A near doubling of Pratt & Whitney's geared turbofan delivery rate and strong demand for aircraft systems helped push United Technologies' 2018 profit up 16% year-over-year to $5.3 billion.
"It’s the culmination of the investments we have been making, especially on the aerospace side," UTC chief executive Gregory Hayes says of the company's 2018 results on 23 January. "Really solid performance. Better than we expected."
"At Pratt, total GTF production continued to ramp up successfully, with nearly doubled GTF production," Hayes says.
UTC's P&W unit delivered 779 large commercial aircraft engines in 2018, up 45% from 537 engines in 2017, the company says. Fourth quarter deliveries did indeed nearly double -- they increased 90% in one year to 247 engines.
P&W generated sales of $19.4 billion in 2018, up 20% year-on-year, though the engine maker's operating profit actually declined about 2% to $1.3 billion.
P&W had a particularly strong fourth quarter, when sales surged 24% to $5.5 billion.

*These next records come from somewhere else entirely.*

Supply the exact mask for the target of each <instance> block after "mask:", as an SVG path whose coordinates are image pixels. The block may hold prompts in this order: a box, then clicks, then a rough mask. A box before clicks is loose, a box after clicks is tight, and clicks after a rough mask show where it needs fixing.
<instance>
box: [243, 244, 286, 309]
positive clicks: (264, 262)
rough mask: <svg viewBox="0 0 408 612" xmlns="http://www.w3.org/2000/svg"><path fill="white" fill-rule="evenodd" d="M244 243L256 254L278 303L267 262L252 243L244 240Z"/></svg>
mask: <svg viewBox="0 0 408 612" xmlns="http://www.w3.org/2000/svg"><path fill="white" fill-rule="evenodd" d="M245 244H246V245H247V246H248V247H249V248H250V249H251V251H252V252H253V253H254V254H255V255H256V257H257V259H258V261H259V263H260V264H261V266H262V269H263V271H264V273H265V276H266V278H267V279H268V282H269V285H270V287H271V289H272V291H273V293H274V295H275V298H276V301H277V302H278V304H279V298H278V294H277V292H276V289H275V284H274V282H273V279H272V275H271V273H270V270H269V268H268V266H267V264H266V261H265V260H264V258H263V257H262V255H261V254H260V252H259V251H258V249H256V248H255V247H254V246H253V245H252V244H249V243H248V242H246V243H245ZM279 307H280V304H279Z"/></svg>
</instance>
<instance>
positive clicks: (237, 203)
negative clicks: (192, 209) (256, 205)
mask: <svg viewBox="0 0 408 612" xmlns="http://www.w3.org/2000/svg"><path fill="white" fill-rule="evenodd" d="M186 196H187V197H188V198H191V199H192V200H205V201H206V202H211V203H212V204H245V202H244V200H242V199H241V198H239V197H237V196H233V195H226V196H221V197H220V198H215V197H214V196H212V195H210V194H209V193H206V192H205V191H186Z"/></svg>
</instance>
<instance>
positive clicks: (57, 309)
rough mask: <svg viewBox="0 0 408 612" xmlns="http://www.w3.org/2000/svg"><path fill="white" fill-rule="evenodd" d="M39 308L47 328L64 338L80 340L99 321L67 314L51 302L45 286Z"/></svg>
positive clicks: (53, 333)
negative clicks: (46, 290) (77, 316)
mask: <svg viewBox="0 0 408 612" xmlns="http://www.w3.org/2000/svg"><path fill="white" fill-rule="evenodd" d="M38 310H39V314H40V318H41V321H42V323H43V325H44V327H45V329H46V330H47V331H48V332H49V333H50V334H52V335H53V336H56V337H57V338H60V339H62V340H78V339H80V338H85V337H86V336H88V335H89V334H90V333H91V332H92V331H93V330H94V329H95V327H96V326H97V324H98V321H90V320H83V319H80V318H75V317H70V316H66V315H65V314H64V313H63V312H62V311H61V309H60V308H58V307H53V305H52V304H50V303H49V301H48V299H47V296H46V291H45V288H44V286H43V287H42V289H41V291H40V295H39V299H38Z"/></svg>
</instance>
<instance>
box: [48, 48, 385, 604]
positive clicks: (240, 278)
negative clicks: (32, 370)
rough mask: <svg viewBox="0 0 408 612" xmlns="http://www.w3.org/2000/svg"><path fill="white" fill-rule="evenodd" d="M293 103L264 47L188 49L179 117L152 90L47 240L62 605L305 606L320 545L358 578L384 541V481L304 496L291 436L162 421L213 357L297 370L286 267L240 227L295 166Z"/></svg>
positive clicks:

GTF production had been slow to accelerate in recent years amid several GTF issues, including problems that forced Airbus to halt deliveries of GTF-powered A320neos for several months last year.
But Hayes insists P&W is back on track. "Durability continues to improve", he says, citing a GTF reliability rate of nearly 99.9%.
P&W continues to "work through teething problems" and some engines still require retrofits to address reliability issues, he adds.
UTC's newly formed Collins Aerospace Systems unit also performed well in 2018, with its sales jumping 13% year-on-year to $16.6 billion. The unit's operating profit increasing 15% to $2.3 billion.
"The economic environment looks good from our perspective, particularly on the aerospace business," says chief financial officer Akhil Johri.
Last year UTC closed its $30 billion purchase of Rockwell Collins, which it merged into its own systems and electronics unit to form Collins Aerospace.